II - Sehr selten gespürt
Nur von sehr wenigen Personen (< ein Prozent) in Ruhe und in sehr empfindlicher Position innerhalb von Gebäuden wahrgenommen.
III - Schwach
Von wenigen Personen in Gebäuden wahrgenommen als leichtes Schwingen oder Vibrieren.

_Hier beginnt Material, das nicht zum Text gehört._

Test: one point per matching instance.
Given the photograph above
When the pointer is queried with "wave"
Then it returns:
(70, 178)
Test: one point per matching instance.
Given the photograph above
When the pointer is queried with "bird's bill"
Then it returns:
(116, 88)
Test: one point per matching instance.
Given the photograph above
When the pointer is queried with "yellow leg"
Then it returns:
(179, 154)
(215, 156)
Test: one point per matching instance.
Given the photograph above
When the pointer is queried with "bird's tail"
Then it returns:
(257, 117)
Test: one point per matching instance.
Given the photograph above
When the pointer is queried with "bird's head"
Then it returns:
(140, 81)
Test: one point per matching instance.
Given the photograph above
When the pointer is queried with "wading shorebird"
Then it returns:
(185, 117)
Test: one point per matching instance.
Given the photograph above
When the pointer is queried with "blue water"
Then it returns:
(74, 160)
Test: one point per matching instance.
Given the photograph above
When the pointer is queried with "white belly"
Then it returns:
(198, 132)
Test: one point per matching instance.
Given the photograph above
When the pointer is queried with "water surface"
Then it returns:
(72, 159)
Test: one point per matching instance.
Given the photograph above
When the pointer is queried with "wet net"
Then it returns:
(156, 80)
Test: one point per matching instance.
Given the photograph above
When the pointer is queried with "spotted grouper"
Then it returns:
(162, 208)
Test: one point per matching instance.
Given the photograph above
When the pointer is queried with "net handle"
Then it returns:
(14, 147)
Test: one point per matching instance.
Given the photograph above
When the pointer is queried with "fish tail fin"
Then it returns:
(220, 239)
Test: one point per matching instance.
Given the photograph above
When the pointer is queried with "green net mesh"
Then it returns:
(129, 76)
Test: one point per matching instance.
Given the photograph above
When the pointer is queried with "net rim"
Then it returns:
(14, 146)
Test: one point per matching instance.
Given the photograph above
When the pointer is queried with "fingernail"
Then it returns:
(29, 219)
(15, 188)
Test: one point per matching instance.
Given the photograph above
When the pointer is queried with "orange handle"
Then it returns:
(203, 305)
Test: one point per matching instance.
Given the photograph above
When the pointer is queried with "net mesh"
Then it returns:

IV - Weitgehend beobachtet
In Gebäuden von vielen, im Freien aber nur von sehr wenigen Personen wahrgenommen; einige wachen auf; leichtes Schwingen oder Vibrieren von Gebäuden, Möbel, etc., Rütteln von Fenstern und Türen, Knarren von Balken; hängende Objekte schwingen.
V - Stark
In Gebäuden von den meisten und im Freien von einigen wahrgenommen; einige rennen erschrocken ins Freie, viele Schlafende erwachen; starke Erschütterungen des ganzen Gebäudes, Raums und von Möbeln; hängende Objekte schwingen erheblich, labil aufgestellte können sich verschieben oder fallen um; Flüssigkeiten schwingen und können überschwappen, Türen und Fenster können auf- und zuschlagen; wenige Gebäude schlechter Bausubstanz können leichte Schäden aufweisen.
VI - Geringe Schäden
Viele Leute rennen verängstigt ins Freie. Einige Objekte fallen um, Möbel können rutschen. Viele Häuser erleiden geringe Schäden wie Haarrisse oder Abfallen kleiner Putzflächen.
VII - Schäden
Die meisten Leute rennen verängstigt ins Freie. Möbel können verrückt und viele Gegenstände aus Regalen geworfen werden. Viele gut gebaute gewöhnliche Bauten erleiden mäßige Schäden wie kleine Risse in Wänden, Abfallen von Putz, Abbrechen von Schornsteinteilen. Bei älteren Gebäuden können größere Risse in Wänden auftreten; nichttragende Wände können einstürzen.
VIII - Starke Schäden
Viele Leute haben Schwierigkeiten stehenzubleiben. Viele Häuser weisen große Risse in den Wänden auf. Einige gut gebaute, normale Bauten zeigen ernsthafte Versagensschäden von Wänden. Schwache ältere Gebäude können einstürzen.
IX - Zerstörend
Allgemeine Panik. Viele schwache Konstruktionen stürzen ein. Sogar gut gebaute, normale Bauten zeigen sehr schwere Schäden, z.B. schwerwiegendes Versagen von Wänden und teilweise auch strukturelles Versagen.
X - Stark zerstörend
Viele normale Bauwerke stürzen ein.
XI - Verwüstend
Die meisten gut gebauten, normalen Bauwerke stürzen ein, sogar einige mit guter, erdbebensicherer Bauweise werden zerstört.
XII - Totale Zerstörung
Alle Gebäude schlechter bis mittelguter Bausubstanz und die meisten mit guter Bausubstanz (holz-, stahl- oder stahlbetonverstärkt) werden zerstört. Maximale Schäden und Landschaftsveränderungen.